I have mixed feelings after reading this adventure.
There are some things to enjoy about it. I definitely want to see more high level adventures (and Adventure Paths specifically), and I love that the adventure acknowledges that high level PCs will have options that might trivialize some encounters, such as being able to fly or speak to dead characters. I like the demiplane home base for the PC's and the fact that they get to spend some time in Absalom. I like the philisophical question at the heart of the AP, even though it doesn't get many words dedicated to it in the actual adventure.
Now to the bad. First off, the PDF is a staggering 196MB for some arcane reason. The map pack is missing the end-of-module dungeon from the back of the book. Usually Paizo is much better about this sort of structural work and it's a bit disappointing to see errors like these.

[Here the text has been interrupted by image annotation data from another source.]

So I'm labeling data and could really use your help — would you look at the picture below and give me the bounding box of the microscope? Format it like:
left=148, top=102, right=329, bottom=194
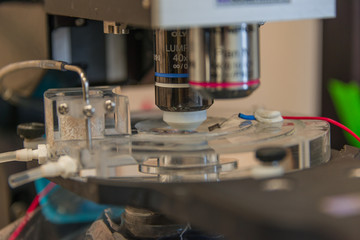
left=45, top=0, right=335, bottom=130
left=2, top=0, right=352, bottom=239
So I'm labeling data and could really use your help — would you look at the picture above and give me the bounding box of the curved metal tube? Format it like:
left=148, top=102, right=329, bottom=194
left=0, top=60, right=92, bottom=149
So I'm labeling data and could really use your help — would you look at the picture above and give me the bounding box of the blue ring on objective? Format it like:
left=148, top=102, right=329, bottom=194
left=155, top=72, right=189, bottom=78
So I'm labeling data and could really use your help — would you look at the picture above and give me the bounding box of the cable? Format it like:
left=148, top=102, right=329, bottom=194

But to speak to the adventure content, I'm also disappointed here. Fanservice is a knife that cuts both ways, unfortunately, and while I know that I as a GM have enough Golarion lore knowledge that the significance of seeing some of these locations is interesting... I know for a fact my players will not notice or care. References to old adventure paths and modules are going to be meaningless to the vast majority of players.
I'm not a fan of teleporting into a location for a single encounter and then disappearing to never speak of it again. There's a lot of places where the adventure just says "regardless of what the players do, [X] attacks shortly." It makes every location feel meaningless, with only the lore novelty to string it together. The Harrow theming is interesting but not even I (the resident lore buff of the group) have bothered to memorize the symbology of the entire fictional deck.
I'm especially disturbed by the sidebar that recommends teleporting your players back to the plot if they jump the rails (!!!).
Overall if I ran this I would do heavy rewriting to allow more player agency.